Selain menghadiri konferensi, Menteri PPN mengunjungi Sekolah Vokasi Teknik dan Konstruksi BS13 untuk mempelajari sistem pendidikan vokasi di Jerman yang dinilai berhasil menyiapkan tenaga kerja sesuai kebutuhan industri.

“Kami melihat bagaimana pendidikan vokasi dikembangkan secara erat dengan kebutuhan dunia industri. Pengalaman ini menjadi referensi penting dalam memperkuat kualitas sumber daya manusia Indonesia,” tutur Rachmat.

Kunjungan kerja tersebut juga dilanjutkan ke Pelabuhan Hamburg.
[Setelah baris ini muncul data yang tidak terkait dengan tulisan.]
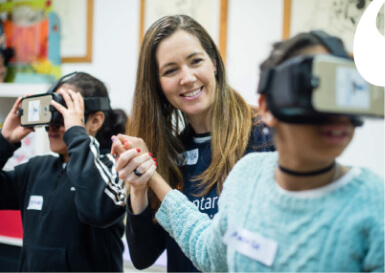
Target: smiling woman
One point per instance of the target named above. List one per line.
(187, 78)
(192, 121)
Di lokasi itu, Rachmat berdiskusi dengan Hamburg Port Consulting mengenai pengembangan pelabuhan yang menerapkan prinsip ekonomi berkelanjutan.

Menurutnya, pengalaman Pelabuhan Hamburg dalam digitalisasi, efisiensi logistik, dan penerapan teknologi ramah lingkungan dapat menjadi referensi bagi pengembangan sektor maritim nasional.

“Pengelolaan pelabuhan yang efisien, modern, dan berkelanjutan menjadi salah satu pembelajaran penting yang dapat diadaptasi untuk mendukung pembangunan sektor maritim Indonesia,” pungkasnya.